Penelitian ini merupakan penelitian kuantitatif yang bertujuan untuk menganalisis pengaruh komponen fraud hexagon teory terhadap kemungkinan terjadinya kecurangan laporan keuangan pada sektor keuangan non perbankan, dengan memperhatikan elemen stimulus, opportunity, rationalization, opportunity, ego dan collussion. Sampel penelitian ini adalah sektor keuangan non perbankan yang terdaftar di Bursa Efek Indonesia (BEI) pada tahun 2020-2022. Metode purposive sampling digunakan untuk menentukan 57 perusahaan sebagai sampel.

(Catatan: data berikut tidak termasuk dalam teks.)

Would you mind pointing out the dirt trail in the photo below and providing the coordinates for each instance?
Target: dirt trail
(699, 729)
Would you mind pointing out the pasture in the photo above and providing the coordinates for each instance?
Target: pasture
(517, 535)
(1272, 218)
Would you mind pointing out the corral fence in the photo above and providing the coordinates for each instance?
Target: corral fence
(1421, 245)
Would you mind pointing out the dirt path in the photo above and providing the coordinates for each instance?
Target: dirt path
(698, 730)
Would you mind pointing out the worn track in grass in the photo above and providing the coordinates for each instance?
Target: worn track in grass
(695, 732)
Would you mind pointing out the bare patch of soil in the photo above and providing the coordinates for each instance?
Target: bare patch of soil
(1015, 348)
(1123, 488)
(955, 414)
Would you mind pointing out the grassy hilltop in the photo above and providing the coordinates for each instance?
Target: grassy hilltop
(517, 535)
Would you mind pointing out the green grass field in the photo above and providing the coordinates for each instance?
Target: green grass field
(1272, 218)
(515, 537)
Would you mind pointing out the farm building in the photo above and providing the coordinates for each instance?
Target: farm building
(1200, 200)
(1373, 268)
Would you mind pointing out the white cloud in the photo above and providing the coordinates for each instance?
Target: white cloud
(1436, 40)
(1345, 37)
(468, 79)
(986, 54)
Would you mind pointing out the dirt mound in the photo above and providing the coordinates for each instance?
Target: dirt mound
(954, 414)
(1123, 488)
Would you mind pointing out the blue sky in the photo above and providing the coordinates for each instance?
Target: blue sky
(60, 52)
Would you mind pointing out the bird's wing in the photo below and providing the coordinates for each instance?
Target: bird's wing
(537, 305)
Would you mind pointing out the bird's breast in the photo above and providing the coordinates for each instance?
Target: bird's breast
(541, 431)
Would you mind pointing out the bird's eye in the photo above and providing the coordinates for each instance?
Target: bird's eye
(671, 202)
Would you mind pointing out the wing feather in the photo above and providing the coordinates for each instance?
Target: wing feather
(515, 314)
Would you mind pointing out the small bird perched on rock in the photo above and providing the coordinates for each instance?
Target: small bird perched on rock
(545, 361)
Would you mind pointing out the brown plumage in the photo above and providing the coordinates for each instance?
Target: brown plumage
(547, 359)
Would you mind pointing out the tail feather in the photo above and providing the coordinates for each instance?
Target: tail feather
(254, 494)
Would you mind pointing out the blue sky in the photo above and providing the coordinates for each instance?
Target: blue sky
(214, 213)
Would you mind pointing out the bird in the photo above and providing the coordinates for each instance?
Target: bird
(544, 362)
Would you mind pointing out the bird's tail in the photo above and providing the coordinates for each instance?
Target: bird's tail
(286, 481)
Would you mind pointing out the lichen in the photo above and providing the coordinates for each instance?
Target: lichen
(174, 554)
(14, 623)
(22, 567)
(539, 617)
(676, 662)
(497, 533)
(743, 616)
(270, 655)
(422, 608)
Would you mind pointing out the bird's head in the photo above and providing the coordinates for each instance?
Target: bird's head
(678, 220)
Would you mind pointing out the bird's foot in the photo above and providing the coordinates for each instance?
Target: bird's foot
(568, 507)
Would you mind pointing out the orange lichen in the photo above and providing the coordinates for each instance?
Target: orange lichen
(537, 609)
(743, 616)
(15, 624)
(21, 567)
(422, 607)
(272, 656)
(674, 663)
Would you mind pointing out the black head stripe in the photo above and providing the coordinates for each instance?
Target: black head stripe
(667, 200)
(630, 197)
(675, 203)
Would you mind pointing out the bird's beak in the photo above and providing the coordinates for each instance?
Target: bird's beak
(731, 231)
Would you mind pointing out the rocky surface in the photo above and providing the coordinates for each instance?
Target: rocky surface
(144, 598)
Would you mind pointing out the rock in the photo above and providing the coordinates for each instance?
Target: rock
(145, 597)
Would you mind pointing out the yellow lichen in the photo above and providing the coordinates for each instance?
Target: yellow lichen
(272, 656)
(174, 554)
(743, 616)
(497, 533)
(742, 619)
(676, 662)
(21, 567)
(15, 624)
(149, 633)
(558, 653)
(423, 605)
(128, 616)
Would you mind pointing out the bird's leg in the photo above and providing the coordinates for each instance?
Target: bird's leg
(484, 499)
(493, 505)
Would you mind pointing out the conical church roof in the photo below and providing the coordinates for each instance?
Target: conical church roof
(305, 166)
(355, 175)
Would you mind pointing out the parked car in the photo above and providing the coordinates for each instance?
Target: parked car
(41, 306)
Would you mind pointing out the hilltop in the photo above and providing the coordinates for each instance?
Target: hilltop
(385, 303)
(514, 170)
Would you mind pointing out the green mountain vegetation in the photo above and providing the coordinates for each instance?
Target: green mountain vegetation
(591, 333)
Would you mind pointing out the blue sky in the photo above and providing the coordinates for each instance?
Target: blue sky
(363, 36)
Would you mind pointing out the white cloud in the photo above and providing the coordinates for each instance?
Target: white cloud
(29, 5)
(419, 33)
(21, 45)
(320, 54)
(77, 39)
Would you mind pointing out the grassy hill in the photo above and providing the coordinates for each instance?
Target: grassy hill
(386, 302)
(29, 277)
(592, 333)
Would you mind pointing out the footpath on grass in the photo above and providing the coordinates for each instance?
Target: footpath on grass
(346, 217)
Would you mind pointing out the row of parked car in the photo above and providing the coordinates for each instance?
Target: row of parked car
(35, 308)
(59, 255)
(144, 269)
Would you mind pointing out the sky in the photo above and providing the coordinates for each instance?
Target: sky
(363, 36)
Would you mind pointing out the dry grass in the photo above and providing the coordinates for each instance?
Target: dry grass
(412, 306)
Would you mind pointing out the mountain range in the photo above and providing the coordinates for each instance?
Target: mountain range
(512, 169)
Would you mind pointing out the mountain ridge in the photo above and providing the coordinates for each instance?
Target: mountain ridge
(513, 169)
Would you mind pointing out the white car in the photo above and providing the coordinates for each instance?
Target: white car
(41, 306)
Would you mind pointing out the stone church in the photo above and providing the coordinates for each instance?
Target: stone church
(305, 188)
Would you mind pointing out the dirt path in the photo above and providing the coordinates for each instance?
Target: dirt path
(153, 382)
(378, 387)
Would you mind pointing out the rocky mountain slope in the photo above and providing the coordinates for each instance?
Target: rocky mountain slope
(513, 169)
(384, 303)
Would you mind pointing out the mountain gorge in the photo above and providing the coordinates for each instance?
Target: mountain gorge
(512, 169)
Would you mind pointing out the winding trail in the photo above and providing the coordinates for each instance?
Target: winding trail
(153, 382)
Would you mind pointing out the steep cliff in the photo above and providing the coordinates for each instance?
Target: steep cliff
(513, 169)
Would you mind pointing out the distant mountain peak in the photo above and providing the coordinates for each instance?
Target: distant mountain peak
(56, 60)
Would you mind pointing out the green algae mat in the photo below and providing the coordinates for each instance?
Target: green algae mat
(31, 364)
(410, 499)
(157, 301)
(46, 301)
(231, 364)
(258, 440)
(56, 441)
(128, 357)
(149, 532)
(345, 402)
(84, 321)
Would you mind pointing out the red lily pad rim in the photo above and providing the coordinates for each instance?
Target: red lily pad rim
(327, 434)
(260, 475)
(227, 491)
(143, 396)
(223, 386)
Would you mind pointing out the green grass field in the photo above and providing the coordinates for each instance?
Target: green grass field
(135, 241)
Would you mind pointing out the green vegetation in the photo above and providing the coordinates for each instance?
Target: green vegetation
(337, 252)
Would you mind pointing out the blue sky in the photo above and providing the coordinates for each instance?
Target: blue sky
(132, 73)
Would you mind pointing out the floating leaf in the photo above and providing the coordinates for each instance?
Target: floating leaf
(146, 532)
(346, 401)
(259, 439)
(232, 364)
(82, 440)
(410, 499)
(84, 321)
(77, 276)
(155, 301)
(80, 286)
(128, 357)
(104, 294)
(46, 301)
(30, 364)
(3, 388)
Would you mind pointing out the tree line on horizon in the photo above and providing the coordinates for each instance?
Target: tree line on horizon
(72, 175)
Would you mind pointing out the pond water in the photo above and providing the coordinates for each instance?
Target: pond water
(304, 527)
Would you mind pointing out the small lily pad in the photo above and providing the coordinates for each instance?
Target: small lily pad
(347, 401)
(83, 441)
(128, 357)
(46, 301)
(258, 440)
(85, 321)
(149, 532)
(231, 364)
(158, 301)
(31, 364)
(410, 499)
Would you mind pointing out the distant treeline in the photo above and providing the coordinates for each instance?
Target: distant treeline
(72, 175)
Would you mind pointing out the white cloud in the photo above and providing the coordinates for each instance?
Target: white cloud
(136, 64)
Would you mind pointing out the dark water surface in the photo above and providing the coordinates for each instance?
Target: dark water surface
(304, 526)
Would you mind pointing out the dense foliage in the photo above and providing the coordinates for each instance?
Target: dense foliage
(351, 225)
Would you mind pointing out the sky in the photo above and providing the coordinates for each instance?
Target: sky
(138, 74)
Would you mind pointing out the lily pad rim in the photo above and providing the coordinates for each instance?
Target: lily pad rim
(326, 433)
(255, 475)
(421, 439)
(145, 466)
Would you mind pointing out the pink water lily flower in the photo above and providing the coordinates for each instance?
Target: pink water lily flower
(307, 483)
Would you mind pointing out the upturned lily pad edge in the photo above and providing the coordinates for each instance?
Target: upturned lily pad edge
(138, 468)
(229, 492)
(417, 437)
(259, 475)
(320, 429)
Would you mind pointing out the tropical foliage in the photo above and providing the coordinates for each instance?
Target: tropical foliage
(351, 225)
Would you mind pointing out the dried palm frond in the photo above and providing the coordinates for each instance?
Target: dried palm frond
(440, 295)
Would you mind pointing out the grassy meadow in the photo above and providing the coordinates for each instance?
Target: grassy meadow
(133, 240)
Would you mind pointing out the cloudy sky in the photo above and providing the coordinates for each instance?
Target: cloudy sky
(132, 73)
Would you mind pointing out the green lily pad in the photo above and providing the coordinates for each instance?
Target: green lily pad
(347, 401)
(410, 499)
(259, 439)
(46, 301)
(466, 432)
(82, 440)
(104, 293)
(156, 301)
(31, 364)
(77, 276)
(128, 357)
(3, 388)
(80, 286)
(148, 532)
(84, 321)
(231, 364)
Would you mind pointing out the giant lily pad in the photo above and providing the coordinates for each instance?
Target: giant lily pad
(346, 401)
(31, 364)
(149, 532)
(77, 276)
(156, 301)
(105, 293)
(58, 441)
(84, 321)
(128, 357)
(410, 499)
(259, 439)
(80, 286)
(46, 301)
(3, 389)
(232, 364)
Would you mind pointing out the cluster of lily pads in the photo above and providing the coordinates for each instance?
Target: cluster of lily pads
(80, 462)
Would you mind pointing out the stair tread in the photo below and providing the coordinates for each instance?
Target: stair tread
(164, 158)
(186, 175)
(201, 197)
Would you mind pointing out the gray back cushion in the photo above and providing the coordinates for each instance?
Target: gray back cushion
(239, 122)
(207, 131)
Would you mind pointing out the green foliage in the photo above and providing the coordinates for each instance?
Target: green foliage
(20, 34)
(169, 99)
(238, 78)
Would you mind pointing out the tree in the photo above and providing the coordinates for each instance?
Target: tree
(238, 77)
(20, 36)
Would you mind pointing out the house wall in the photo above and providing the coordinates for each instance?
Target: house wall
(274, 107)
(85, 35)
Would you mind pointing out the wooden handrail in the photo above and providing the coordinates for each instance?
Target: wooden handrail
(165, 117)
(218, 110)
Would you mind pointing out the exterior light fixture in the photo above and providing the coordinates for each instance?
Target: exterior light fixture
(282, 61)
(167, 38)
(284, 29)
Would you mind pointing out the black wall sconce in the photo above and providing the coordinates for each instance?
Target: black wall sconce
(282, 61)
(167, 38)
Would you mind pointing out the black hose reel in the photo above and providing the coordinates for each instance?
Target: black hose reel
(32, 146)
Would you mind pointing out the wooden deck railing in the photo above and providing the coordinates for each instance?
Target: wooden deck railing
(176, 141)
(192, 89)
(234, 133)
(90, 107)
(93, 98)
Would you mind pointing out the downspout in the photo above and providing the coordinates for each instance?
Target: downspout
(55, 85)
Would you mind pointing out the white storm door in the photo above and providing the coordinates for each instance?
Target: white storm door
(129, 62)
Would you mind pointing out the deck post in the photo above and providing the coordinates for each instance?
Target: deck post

Hasil penelitian ini menunjukan bahwa faktor financial target, financial stability dari elemen stimulus, faktor ineffective monitoring dari elemen opportunity, faktor change in auditor dari elemen rationalization dan change in director dari elemen capability berpengaruh terhadap fraudulent financial reporting. Faktor lainnya yaitu: external preassure, personal financial need, nature of industry, external auditor quality, frequent number of CEO picture, dan cooperation with government project tidak berpengaruh terhadap kecurangan laporan keuangan. Hasil penelitian ini dapat memberikan gambaran mengenai faktor-faktor yang dapat menyebabkan terjadinya kecurangan laporan keuangan pada perusahaan finansial non-perbankan. Hasil penelitian ini diharapkan dapat memberikan masukan kepada pihak-pihak yang berkepentingan dalam pengambilan keputusan strategis terutama terkait deteksi terhadap hasil pelaporan keuangan perusahaan.